Doopvont en doopbekken


Het doopvont en doopbekken werden gemaakt in 1852. In de rekeningboeken lezen we: 'Aan J. de Boer Hovingh voor het leveren van een massief mahagonie houten doopvont. Aan dezelfde voor levering van eene prachtige zilveren doopbekken'. De totale uitgaven bedroegen 832 gulden en 75 cent.

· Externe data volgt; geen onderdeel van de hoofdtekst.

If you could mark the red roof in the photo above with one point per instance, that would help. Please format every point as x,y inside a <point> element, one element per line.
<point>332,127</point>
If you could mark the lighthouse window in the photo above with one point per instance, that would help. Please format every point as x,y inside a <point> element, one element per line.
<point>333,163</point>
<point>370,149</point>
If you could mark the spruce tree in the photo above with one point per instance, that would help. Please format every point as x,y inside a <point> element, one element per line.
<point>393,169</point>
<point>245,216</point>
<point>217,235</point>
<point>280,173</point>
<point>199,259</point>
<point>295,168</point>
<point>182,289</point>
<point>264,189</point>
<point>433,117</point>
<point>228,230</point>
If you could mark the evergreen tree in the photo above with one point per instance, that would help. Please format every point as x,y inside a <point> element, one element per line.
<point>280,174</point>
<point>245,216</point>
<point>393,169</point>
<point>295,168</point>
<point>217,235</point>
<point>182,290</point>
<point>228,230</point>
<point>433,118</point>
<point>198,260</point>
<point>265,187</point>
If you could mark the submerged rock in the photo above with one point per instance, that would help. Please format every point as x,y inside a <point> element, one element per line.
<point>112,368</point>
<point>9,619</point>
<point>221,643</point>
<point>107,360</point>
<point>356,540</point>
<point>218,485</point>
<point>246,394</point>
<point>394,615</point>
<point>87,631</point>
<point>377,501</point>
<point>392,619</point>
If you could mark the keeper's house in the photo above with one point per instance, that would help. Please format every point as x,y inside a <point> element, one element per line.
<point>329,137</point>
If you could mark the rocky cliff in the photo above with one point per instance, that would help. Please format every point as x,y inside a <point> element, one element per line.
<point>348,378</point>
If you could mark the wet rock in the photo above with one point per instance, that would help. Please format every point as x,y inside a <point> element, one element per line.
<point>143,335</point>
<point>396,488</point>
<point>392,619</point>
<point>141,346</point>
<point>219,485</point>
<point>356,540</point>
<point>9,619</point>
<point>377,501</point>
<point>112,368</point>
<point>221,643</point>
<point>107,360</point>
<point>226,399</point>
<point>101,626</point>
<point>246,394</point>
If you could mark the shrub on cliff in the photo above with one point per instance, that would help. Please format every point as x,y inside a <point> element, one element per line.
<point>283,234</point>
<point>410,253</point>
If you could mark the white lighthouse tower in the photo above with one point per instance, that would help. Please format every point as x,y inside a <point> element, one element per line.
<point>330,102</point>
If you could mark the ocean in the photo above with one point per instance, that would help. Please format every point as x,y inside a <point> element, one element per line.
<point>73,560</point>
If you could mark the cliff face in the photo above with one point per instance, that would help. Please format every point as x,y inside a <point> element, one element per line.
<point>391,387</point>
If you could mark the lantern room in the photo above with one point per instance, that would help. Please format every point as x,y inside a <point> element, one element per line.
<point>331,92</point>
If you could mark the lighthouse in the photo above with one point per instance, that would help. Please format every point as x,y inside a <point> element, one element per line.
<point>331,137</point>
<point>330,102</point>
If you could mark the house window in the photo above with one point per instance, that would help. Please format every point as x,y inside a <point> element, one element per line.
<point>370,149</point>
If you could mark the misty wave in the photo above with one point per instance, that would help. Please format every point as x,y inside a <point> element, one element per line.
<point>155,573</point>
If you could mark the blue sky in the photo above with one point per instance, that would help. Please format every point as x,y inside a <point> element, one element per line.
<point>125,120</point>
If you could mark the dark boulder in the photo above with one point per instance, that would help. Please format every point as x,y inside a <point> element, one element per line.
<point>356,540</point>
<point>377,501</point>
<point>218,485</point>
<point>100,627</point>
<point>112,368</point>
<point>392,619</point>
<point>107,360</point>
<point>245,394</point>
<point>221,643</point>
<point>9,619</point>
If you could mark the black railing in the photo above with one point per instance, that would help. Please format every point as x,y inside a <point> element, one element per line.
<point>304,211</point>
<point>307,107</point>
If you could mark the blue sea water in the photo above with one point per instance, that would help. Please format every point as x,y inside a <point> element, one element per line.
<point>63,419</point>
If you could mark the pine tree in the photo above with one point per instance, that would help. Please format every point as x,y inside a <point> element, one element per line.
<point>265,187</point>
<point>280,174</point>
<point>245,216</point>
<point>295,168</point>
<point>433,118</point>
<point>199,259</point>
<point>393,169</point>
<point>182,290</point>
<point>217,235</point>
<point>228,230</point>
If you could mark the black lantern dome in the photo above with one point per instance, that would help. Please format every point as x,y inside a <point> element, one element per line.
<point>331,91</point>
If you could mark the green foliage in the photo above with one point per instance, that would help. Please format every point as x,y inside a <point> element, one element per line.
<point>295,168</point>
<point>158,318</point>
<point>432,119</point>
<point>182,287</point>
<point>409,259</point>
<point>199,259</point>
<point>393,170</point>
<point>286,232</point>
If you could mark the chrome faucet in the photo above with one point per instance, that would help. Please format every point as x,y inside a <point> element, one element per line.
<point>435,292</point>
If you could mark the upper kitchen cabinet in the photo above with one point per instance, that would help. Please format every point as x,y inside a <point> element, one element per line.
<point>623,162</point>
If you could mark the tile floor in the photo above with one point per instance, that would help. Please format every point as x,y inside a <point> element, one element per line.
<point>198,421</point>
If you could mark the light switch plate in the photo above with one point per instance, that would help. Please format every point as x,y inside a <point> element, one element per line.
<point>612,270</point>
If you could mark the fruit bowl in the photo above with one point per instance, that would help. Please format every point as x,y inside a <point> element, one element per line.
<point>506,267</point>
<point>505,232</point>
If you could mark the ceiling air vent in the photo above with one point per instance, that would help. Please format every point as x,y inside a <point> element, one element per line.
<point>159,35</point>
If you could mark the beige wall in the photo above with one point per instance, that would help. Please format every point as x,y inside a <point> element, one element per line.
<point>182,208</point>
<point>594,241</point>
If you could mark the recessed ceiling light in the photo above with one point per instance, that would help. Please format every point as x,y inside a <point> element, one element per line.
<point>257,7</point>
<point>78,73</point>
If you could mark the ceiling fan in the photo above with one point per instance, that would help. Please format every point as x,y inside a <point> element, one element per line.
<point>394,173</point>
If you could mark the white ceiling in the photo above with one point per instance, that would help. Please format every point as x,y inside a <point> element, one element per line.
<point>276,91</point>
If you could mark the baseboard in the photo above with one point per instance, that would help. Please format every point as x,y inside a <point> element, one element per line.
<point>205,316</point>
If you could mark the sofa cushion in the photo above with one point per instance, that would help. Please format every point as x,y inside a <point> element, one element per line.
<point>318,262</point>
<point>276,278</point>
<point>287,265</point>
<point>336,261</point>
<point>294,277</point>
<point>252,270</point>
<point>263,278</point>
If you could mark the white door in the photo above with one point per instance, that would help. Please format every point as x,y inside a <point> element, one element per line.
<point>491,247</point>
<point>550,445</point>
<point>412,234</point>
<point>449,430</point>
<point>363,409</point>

Jan de Boer Hovingh (1820-1875)

 

woonde in Oostwold, maar werd in Groningen geboren. In 1848 wordt hij zilversmidsknecht genoemd, in 1857 is hij zilversmid. Hij was de enige in de familie die een dubbele achternaam voerde: van vaders kant Hovingh en van moeders kant De Boer. Wilde hij zichzelf daarmee onderscheiden? Jans broers en zussen heetten slechts Hovingh. Vader Berend Hovingh was ook zilversmid.

 

 

Gravure

Op de deksel van het doopbekken staat gegraveerd: 'Vervaardigd in den Jare 1852 ten gebruike bij den H. DOOP voor de Hervormde Gemeente te OOSTWOLD zijnde toen alhier A. Tonkens Predikant, en U.O. Stikker, T.S. Hovinga en D.C. Mensinga Kerkvoogden'. Eind 1851 was in de vergadering van Kerkvoogden en Notabelen besloten tot de aanschaf van het doopvont en doopbekken.